Yes! He saw the earliest version. He thought it was a straight rendition of the film. The jail and beach scenes were probably his favorite. I thought it was interesting because I thought those would have been his least favorite because we kind of put Tao underneath the microscope there with his two best friends.
In the beach scene you ask Noah Cicero, “What makes a good writer?” What would your answer be to that question?
I think that being a good writer is being comfortable with finding out who you really are without being influenced by other things that are around you. Brad Warner [who stars in the film] talks about this when's he's doing meditation. One of the big things he does is meditation every morning, like you're brushing your teeth.
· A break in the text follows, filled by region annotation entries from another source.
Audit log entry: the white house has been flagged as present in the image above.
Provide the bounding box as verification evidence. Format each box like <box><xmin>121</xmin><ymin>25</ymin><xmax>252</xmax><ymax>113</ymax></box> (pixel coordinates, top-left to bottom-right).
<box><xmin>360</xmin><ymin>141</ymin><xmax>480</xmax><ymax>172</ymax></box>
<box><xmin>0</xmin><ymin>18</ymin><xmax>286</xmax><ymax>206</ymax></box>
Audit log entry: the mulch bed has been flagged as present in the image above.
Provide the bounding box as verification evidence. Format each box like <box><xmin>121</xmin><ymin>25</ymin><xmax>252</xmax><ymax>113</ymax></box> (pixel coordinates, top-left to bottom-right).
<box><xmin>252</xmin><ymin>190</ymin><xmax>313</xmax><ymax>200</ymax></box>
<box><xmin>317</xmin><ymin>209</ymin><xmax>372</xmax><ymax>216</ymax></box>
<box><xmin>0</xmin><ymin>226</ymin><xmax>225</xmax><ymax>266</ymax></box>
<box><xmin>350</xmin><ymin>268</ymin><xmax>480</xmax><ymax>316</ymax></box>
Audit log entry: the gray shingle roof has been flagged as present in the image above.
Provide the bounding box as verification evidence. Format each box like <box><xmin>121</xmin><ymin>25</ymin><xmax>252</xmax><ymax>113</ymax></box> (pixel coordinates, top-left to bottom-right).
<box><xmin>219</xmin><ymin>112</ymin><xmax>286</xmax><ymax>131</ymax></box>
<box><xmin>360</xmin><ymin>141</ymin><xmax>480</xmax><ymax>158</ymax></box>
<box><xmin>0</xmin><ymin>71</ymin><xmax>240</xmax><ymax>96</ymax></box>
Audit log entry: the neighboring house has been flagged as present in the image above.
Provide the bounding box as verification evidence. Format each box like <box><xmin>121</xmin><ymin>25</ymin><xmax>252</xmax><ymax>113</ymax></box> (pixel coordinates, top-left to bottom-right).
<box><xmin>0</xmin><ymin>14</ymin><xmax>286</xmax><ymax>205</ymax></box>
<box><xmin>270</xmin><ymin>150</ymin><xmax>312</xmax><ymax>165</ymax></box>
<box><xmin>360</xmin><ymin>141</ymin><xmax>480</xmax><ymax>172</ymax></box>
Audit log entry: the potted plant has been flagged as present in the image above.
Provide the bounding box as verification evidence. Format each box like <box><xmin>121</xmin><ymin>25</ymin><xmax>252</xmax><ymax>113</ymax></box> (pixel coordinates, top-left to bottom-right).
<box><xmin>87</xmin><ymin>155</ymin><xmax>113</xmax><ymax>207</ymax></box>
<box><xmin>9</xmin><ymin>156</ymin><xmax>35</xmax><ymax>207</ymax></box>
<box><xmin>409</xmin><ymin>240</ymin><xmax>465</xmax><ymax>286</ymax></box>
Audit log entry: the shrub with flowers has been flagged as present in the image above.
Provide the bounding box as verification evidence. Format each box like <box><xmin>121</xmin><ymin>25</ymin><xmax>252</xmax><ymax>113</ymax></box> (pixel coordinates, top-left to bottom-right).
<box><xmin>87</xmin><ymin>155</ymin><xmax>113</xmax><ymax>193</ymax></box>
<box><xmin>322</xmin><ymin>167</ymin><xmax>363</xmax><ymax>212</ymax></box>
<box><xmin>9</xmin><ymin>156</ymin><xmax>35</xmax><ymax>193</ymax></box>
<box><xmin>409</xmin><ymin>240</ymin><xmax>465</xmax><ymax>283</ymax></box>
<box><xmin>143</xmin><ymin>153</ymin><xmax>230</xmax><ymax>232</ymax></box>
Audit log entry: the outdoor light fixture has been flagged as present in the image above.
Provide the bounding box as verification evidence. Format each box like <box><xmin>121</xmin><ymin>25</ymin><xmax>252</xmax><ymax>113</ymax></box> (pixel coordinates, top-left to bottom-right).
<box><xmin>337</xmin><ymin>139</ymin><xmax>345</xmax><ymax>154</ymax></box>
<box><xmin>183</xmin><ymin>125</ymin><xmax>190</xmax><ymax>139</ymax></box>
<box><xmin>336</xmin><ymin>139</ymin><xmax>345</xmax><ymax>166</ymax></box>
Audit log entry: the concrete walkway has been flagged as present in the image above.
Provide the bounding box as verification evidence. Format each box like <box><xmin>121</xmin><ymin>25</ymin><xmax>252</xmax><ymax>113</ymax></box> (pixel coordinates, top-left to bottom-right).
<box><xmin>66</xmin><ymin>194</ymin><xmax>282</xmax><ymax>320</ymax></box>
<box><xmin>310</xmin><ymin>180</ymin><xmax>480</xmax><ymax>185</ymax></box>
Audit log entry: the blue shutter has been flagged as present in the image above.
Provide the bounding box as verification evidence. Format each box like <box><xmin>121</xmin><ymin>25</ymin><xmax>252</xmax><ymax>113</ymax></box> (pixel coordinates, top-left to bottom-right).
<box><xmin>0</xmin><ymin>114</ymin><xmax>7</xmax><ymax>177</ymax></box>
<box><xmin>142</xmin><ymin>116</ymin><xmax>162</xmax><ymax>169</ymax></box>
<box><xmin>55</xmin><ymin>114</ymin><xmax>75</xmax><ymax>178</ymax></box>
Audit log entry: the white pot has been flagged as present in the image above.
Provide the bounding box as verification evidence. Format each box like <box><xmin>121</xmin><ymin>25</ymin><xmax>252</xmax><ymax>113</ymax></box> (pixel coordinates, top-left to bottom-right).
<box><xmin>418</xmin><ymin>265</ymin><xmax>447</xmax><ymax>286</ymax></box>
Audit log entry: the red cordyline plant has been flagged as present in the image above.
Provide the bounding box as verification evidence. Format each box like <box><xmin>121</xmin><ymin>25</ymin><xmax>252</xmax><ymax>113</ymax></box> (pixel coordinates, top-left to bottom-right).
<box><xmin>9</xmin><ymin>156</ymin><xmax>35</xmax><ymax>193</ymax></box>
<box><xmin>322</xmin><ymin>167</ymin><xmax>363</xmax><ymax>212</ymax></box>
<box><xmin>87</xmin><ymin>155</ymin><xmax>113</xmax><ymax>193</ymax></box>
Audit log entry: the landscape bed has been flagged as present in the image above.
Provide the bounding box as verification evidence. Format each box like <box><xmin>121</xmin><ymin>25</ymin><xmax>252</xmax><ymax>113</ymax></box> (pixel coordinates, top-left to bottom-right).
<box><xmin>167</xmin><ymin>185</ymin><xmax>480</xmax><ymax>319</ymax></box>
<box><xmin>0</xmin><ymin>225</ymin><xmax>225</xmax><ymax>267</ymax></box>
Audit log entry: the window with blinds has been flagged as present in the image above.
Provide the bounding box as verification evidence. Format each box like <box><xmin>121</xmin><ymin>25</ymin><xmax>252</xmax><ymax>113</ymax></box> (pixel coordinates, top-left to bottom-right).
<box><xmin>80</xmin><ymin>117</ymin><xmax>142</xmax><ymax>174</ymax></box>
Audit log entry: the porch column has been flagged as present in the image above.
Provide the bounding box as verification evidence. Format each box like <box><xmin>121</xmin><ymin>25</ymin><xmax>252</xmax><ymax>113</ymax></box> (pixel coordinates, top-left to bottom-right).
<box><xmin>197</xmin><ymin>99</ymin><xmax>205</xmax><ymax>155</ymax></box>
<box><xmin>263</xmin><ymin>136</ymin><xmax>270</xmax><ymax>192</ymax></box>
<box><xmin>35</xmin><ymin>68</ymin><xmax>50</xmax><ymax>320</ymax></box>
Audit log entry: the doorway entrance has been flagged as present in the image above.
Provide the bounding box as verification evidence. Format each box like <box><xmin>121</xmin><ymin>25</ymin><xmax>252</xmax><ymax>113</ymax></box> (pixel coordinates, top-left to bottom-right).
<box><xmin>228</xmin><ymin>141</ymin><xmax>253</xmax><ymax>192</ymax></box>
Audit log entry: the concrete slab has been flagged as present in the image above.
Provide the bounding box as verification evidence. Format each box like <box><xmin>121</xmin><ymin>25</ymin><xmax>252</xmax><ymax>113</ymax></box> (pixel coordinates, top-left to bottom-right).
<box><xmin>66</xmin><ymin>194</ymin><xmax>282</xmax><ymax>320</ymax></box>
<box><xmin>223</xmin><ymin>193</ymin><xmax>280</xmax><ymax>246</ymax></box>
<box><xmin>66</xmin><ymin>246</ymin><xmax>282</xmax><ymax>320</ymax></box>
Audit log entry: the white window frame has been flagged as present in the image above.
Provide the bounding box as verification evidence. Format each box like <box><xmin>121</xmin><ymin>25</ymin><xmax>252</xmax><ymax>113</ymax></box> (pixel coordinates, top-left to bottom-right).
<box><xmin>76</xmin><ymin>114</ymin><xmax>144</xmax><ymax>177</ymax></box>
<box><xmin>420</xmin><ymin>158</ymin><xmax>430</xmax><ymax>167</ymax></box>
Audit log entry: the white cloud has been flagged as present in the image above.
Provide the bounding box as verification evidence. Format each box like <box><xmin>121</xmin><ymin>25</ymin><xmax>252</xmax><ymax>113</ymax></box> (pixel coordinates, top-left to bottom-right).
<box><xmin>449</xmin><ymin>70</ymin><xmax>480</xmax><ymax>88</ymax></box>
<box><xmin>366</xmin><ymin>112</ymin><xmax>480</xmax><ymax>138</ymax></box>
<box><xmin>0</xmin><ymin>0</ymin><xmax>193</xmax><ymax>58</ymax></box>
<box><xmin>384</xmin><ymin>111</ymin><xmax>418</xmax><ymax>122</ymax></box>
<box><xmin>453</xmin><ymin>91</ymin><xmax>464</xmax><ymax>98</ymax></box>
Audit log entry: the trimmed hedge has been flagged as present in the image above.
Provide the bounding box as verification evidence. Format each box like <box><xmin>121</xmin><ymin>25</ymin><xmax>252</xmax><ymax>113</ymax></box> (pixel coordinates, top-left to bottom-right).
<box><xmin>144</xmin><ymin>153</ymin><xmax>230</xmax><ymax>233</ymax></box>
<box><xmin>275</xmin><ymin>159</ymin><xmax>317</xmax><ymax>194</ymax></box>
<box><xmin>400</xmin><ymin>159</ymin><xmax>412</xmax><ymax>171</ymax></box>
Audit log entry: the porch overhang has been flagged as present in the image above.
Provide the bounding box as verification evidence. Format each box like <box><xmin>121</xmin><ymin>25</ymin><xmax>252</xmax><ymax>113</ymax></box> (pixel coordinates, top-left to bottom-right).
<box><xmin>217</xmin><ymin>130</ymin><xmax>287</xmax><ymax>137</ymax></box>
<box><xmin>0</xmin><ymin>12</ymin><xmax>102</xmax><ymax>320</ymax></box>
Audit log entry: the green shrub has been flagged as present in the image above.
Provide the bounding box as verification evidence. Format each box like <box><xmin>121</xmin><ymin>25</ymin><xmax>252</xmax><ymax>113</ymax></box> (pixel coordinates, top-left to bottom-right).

I asked him, “Why do you do that?” He said, “It makes me a better me, the truest me.” I think that's what makes a good writer or artist is that they are willing to be vulnerable and open themselves up. [Pauses] Actually the the answer to that would change daily.
Tell me about the release of the film.
Ryan Keller contacted me and told me he wanted Shoplifting to be one of his beta films [for Local Screen, a website that allows independent filmmakers to distribute their films theatrically] where people can buy tickets and if enough people buy them, they actually screen the film. That starts in January. I thought it was a cool idea but I also asked him, “What about a six-city tour?” December 7th in L.A. is the first day of that journey. We'll have Steven Roggenbuck and Mira Gonzalez both reading and we'll have tap dancers performing. I just want every one of these screenings unique.
[In an email, Kalayeh follows up on the earlier question, “What makes a good writer?”]
I don't really know. Maybe letting go of the good and bad and just doing things.
Typing as fast as you can.
I remember being a college student in a bookstore and I saw this teen bopper magazine with Brad Pitt. In it, he said that whatever he was afraid of he did. That sounds like it might be fun.
All of the above.
None of the above.
Not sure if I can give multiple choice answers, but I don't really know. I'm still trying to figure out how to just be myself.